E-tail giant Amazon (Nasdaq: AMZN) won top sales honors for November, when 3 million buyers passed through its virtual doors, according to figures released Thursday by PC Data Online.
By comparison, Amazon had 1.5 million buyers in the previous month and 1.8 million buyers in November 1999.
Amazon’s nearest competitor in the November 2000 rankings, JCPenney.com, logged 894,000 paying customers — less than 30 percent of Amazon’s total.
However, 16.4 percent of the 5.5 million overall visitors to JCPenney.com made purchases from the site, a higher rate than Amazon’s 11.5 percent (out of 26.3 million overall visitors).
“Online shopping took off in November with Amazon.com far and away the big winner,” PC Data Internet analyst Cameron Meierhoefer said. “Traditional offline retailers like JC Penney, Sears, Best Buy and Wal-Mart are demonstrating impressive gains on the Internet this holiday season, but Amazon.com continues to raise the bar.”
Boosted by Toy Sales
Meierhoefer believes that at least some of the success Amazon has had in attracting shoppers can be attributed to its relationship with Toysrus.com. Under the terms of that agreement, Amazon hosts Toysrus.com’s Web sites and the two companies share the profits.
The Toysrus.com portion of Amazon received 8.6 million visitors, roughly a third of all Amazon visitors, during November. The only other toy e-tailer on November’s list of 20 top online retailers, eToys, logged 5.6 million visitors.

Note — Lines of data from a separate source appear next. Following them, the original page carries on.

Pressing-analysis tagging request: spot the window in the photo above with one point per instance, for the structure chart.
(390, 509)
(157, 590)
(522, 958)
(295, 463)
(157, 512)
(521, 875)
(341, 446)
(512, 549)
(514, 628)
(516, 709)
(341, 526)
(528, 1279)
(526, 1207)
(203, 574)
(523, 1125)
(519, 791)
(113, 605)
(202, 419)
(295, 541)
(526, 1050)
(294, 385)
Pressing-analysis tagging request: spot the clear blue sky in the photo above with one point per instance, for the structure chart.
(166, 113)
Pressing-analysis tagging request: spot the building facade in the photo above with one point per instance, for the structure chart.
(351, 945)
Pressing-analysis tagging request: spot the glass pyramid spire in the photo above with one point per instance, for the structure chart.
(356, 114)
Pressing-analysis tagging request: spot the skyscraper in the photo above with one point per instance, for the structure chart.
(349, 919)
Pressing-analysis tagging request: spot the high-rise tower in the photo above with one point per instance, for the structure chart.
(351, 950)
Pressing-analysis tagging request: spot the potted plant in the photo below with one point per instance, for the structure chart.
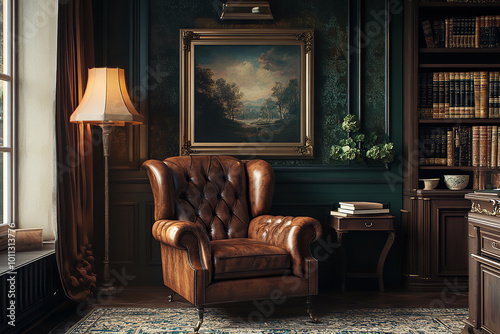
(358, 147)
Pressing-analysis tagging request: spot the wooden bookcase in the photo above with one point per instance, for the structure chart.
(434, 222)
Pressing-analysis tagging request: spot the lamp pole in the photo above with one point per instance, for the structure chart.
(106, 131)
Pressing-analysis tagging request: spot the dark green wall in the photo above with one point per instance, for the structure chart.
(303, 187)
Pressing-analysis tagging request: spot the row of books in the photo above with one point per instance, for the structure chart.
(463, 32)
(359, 208)
(459, 94)
(476, 146)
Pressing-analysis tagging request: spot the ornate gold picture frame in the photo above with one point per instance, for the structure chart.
(247, 92)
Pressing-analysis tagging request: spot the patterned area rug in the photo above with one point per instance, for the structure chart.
(219, 321)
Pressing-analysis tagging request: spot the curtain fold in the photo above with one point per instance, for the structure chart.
(75, 55)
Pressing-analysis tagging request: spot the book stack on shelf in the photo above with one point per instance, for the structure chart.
(347, 209)
(463, 32)
(459, 95)
(462, 146)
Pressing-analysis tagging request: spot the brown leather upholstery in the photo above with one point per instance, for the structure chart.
(285, 232)
(244, 258)
(218, 241)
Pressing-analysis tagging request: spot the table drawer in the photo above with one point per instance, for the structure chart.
(490, 244)
(365, 224)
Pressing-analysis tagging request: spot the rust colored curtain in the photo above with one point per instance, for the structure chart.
(75, 55)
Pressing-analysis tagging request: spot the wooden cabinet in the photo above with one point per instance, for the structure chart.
(435, 232)
(484, 264)
(434, 227)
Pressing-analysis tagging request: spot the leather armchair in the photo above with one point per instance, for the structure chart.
(218, 241)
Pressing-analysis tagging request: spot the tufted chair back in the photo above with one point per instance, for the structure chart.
(212, 191)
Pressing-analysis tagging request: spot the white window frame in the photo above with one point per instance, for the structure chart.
(7, 80)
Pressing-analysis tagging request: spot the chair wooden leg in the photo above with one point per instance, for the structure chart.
(309, 310)
(200, 319)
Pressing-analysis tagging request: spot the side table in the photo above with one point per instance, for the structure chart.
(360, 223)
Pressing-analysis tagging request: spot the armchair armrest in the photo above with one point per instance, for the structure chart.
(188, 236)
(162, 185)
(294, 234)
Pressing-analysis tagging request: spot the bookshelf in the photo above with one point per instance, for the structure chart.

Although it did not match the lofty totals achieved by Amazon, eToys did register the largest percentage increase of monthly buyers in the rankings, leaping 460 percent, from 87,000 buyers in October to 487,000 in November.
Other high percentage gainers included Jcrew.com, which increased 379 percent from October, reseller Half.com (374 percent) and electronics e-tailer Bestbuy.com (282 percent).

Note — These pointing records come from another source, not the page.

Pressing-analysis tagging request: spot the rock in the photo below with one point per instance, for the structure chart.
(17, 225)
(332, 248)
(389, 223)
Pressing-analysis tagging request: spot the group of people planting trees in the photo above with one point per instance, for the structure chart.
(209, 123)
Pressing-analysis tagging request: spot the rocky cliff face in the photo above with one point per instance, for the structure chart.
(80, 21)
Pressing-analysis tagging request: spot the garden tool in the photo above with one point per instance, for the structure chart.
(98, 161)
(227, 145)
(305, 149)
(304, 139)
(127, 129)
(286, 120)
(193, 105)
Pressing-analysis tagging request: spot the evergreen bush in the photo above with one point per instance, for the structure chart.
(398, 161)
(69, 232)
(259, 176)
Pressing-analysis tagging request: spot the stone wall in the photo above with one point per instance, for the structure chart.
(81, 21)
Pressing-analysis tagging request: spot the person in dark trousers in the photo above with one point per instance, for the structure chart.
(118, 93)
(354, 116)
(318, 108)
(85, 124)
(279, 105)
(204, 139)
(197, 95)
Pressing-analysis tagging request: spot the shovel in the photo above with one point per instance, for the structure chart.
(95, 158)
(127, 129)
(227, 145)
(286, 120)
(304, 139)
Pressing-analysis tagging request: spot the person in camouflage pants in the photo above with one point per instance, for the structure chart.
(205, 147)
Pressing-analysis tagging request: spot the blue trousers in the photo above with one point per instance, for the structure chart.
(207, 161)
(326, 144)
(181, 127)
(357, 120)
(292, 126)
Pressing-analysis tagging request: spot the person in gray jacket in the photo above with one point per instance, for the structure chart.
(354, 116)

Debuting on the top 20 list at No. 12 was Walmart.com, with 6.7 million visitors and 313,000 buyers.
Amazon, FCB Part Ways
In related news, Amazon’s ad agency of three-and-a-half years, FCB San Francisco, announced Thursday that because of “fundamental disagreements” with the direction that Amazon.com is taking in 2001, it is dropping its high profile client.
Last year, according to Competitive Media Reporting, Amazon spent US$36 million in offline advertising. Through August of this year, the company had spent $9.38 million.
Amazon confirmed the breakup and said that it came after it initiated a review of its advertising vendors in a bid to consolidate its global ad campaigns with one provider. The move to consolidation will also affect the Seattle, Washington-based e-tailer’s relationships with its ad agencies in the UK, France, Germany and Japan.
Both Amazon and FCB said they expect to continue working together through the first quarter of 2001 in order to ensure a smooth transition.